More Olympic mathematics: from the arxiv blog, statisticans predict the number of olympic records that will fall at London 2012. The paper is A survival analysis of the duration of Olympic records, by Elliott Hollifield, Victoria Treviño, and Adam Zarn.
Jordan Ellenberg explains the genius of the new (in 2008) gymnastics scoring system. If I may summarize: gymnastics doesn’t naturally have some right wall of performance, so why act like it does?

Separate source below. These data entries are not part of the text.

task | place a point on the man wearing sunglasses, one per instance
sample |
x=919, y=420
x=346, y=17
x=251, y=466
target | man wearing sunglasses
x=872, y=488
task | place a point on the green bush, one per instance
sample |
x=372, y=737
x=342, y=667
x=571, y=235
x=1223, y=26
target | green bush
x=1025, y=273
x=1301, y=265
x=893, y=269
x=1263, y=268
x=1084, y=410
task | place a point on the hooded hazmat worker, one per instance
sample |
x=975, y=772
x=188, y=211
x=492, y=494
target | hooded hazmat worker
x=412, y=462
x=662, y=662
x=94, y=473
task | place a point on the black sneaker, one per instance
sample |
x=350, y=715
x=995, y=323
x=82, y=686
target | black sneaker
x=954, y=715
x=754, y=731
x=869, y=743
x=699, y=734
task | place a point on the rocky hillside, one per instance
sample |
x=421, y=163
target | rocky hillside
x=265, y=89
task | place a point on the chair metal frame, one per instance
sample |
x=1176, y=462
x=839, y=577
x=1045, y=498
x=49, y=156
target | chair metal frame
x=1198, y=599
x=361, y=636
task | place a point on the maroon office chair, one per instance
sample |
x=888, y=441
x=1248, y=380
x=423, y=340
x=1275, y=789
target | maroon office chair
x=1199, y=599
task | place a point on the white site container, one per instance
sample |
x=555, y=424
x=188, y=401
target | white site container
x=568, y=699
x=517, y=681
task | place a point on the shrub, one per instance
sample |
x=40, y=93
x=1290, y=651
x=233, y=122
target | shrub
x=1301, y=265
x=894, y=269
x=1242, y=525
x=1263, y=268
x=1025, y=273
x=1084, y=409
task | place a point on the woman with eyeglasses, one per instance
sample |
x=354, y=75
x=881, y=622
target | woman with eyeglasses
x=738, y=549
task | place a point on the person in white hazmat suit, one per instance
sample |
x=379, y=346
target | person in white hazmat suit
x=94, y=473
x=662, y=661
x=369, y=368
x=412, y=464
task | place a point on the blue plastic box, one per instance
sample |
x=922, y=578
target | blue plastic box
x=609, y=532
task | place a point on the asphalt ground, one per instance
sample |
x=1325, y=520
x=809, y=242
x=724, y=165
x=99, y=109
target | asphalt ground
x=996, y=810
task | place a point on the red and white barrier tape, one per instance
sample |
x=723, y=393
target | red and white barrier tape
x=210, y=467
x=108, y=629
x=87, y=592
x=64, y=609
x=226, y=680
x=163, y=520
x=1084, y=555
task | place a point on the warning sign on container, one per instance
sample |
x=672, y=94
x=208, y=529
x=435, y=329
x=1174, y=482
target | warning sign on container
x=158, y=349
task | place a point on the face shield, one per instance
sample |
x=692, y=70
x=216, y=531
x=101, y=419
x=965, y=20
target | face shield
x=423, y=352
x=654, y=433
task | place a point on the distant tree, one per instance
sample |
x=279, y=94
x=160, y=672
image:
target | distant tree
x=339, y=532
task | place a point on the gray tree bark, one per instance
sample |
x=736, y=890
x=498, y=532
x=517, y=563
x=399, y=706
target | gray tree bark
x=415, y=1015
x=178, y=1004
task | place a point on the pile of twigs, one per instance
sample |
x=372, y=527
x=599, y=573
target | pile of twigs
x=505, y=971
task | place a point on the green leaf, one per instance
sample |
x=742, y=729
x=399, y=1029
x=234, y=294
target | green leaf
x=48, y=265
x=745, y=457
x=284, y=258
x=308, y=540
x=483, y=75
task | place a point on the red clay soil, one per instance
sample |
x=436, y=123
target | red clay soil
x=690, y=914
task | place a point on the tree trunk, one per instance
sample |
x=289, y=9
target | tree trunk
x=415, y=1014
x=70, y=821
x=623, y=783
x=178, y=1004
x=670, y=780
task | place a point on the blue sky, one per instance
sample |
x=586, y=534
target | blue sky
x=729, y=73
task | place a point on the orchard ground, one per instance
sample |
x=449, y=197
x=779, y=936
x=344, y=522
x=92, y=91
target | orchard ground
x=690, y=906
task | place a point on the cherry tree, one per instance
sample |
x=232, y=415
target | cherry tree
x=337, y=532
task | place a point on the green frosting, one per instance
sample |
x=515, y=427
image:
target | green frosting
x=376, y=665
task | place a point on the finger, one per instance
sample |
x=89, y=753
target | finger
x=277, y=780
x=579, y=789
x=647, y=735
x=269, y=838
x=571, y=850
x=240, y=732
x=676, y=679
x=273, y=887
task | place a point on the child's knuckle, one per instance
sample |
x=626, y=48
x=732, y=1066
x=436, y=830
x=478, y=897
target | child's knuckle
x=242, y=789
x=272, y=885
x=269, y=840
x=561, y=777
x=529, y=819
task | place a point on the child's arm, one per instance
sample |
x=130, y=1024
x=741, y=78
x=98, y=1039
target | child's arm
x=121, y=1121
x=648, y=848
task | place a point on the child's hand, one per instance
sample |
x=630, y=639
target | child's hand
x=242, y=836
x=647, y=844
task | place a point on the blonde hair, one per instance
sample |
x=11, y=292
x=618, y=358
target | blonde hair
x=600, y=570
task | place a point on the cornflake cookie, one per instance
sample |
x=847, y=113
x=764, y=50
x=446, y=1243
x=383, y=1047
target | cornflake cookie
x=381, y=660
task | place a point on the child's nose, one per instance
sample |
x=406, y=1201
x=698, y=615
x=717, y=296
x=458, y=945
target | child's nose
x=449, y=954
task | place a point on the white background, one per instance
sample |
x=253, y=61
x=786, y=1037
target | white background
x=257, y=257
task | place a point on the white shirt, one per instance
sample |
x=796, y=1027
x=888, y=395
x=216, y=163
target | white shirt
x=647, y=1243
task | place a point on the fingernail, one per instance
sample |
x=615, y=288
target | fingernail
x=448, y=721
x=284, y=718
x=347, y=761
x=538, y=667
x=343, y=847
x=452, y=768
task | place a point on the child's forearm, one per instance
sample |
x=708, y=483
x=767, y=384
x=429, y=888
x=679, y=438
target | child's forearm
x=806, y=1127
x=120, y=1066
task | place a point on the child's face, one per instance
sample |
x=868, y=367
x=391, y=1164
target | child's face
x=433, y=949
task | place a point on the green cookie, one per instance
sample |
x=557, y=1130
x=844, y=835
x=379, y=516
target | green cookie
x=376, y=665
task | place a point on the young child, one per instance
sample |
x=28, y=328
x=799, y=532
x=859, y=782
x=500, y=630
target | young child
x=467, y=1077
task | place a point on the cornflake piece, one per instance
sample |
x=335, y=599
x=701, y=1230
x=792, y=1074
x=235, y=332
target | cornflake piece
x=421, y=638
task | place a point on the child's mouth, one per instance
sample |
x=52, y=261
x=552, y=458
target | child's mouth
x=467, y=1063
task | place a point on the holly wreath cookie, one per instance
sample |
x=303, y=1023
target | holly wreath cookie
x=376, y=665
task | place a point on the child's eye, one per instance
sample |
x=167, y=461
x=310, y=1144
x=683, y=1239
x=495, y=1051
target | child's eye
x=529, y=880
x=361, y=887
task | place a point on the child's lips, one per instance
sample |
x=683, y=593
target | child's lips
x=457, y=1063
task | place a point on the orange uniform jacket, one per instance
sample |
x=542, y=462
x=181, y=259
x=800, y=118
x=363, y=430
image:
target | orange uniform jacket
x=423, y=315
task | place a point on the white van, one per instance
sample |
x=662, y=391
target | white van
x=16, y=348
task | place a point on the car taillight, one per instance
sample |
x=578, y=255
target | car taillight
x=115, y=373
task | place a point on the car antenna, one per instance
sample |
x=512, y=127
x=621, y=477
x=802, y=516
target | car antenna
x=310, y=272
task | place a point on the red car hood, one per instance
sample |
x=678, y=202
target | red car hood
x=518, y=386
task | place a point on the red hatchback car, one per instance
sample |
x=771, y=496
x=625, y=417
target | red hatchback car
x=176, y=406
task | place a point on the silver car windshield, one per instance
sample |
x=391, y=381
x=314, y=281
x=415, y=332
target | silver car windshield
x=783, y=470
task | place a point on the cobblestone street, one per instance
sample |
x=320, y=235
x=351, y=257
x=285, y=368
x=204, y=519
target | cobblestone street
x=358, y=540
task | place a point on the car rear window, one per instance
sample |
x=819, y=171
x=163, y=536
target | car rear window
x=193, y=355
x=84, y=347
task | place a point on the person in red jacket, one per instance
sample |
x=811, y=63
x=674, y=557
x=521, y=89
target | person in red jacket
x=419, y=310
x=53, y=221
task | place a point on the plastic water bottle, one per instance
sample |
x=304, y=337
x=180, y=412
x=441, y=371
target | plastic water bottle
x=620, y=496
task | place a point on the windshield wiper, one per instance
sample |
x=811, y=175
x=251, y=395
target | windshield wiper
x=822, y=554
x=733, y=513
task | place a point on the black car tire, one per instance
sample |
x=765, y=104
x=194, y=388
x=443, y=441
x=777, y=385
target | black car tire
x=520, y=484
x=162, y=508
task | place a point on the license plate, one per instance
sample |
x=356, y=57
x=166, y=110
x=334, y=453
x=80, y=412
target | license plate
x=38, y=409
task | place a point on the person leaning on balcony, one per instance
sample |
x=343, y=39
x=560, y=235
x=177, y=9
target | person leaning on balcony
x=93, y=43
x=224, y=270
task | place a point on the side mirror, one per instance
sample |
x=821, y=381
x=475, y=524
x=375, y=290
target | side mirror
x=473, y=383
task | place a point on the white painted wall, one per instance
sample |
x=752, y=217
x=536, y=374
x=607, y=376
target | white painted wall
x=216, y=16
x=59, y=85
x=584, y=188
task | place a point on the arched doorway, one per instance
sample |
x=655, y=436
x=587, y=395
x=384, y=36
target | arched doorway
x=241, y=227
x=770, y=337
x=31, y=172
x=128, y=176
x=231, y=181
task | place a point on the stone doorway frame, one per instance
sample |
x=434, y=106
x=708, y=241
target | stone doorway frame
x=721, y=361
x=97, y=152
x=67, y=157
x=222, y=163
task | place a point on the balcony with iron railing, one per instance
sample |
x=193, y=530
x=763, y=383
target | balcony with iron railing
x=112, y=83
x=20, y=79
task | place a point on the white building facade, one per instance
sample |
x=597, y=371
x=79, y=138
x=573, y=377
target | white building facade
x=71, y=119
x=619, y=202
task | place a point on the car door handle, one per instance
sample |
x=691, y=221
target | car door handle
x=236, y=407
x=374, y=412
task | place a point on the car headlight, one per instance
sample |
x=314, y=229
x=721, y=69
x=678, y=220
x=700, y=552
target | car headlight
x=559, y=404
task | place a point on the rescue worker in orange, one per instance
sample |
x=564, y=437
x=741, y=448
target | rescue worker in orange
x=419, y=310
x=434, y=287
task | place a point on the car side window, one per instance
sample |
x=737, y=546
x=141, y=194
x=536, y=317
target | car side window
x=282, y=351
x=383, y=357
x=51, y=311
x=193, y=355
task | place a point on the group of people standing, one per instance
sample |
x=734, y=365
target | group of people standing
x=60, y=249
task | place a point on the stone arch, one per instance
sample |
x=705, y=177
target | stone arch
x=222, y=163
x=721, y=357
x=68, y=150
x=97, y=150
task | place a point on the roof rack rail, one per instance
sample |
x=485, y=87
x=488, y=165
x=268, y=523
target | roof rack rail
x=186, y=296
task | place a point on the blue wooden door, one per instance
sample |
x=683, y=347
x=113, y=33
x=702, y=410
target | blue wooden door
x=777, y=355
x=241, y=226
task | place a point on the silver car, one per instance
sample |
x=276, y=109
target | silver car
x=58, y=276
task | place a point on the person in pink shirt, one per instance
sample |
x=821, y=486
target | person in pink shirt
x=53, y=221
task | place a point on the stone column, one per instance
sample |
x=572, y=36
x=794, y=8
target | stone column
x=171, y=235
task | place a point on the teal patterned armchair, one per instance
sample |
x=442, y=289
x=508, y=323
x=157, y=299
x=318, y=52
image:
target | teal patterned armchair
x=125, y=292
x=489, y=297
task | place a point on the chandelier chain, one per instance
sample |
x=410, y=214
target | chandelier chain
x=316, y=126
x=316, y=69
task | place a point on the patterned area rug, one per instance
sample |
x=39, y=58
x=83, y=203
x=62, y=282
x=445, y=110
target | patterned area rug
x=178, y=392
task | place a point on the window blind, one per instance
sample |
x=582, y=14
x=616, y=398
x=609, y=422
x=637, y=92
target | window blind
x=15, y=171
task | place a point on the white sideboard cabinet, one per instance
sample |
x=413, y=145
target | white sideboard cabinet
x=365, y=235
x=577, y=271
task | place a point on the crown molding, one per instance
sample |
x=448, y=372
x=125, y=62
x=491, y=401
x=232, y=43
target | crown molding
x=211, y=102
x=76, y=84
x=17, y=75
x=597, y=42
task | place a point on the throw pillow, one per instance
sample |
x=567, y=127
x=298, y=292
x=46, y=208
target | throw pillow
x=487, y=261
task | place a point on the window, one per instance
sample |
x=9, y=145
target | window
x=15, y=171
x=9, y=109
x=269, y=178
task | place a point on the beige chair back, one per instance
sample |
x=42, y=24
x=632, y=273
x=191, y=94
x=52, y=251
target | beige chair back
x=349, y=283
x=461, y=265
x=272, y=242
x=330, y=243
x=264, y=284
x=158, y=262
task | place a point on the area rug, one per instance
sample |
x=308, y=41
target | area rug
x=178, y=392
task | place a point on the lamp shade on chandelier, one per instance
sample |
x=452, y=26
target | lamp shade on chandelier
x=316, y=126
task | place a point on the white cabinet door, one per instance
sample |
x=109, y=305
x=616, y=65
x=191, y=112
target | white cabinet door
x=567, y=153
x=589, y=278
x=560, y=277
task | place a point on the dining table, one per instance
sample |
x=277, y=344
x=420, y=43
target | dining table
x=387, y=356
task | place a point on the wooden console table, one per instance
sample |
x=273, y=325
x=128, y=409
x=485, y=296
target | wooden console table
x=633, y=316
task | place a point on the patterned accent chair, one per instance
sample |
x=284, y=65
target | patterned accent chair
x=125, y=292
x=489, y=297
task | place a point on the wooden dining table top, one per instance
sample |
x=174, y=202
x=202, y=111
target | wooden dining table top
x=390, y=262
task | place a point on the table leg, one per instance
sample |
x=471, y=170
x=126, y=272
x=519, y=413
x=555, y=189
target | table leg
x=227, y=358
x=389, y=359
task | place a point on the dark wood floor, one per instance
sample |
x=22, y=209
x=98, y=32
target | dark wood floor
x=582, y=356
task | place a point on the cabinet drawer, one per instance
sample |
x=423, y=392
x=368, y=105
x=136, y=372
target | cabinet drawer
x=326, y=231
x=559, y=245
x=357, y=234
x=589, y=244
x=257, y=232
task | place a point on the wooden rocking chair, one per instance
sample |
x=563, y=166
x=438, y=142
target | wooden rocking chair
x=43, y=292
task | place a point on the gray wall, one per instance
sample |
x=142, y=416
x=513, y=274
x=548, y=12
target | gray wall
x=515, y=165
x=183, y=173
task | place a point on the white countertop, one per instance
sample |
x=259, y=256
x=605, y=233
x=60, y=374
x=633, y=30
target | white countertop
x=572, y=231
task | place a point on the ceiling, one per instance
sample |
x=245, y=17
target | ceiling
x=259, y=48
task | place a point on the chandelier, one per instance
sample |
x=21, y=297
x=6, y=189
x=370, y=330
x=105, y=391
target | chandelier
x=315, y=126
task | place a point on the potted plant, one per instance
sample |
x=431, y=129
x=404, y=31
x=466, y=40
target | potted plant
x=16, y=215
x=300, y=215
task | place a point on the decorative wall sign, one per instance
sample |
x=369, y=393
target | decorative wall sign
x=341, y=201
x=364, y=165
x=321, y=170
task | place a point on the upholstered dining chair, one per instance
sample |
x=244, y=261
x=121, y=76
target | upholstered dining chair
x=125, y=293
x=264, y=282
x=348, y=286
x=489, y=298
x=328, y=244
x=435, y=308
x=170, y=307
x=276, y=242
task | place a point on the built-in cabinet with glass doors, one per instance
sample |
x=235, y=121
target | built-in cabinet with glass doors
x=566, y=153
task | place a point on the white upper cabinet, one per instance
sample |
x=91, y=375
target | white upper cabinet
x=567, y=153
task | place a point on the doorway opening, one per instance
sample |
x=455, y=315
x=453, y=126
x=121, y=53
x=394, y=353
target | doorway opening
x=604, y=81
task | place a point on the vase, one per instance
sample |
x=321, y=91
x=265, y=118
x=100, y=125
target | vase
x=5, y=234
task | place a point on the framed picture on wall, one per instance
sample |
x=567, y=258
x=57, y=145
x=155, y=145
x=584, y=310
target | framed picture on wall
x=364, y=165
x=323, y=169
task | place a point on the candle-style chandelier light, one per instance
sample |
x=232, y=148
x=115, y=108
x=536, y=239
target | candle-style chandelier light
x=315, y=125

I’m actually watching the women’s all-around gymnastics final right now. There are eight teams in it, and four pieces of apparatus, so obviously turns have to be taken; therefore at any given time each team will have performed the same number of routines, but not necessarily on the same apparatus. And since different teams are strong on different apparatus, this means that saying “X is ahead of Y” is a bit meaningless. If gymnastics had a bigger following someone would have worked out how to correct for this and tell me who’s really in the lead, given their remaining events and how they’ve performed historically in them. (I had the same thought during the individual medley in swimming yesterday; at some point one person was well behind but the commentators said that they’d probably come back on the last leg because the last leg was their best stroke, and if I recall correctly that turned out to be true.)
Why am I sitting here at nine in the morning watching the Olympics? Because I’m looking for a job, in the SF Bay Area. See my linkedin profile.
You made my point more clearly in a sentence than I did in 1000 words!
Reblogged this on lava kafle kathmandu nepal.
Thanks!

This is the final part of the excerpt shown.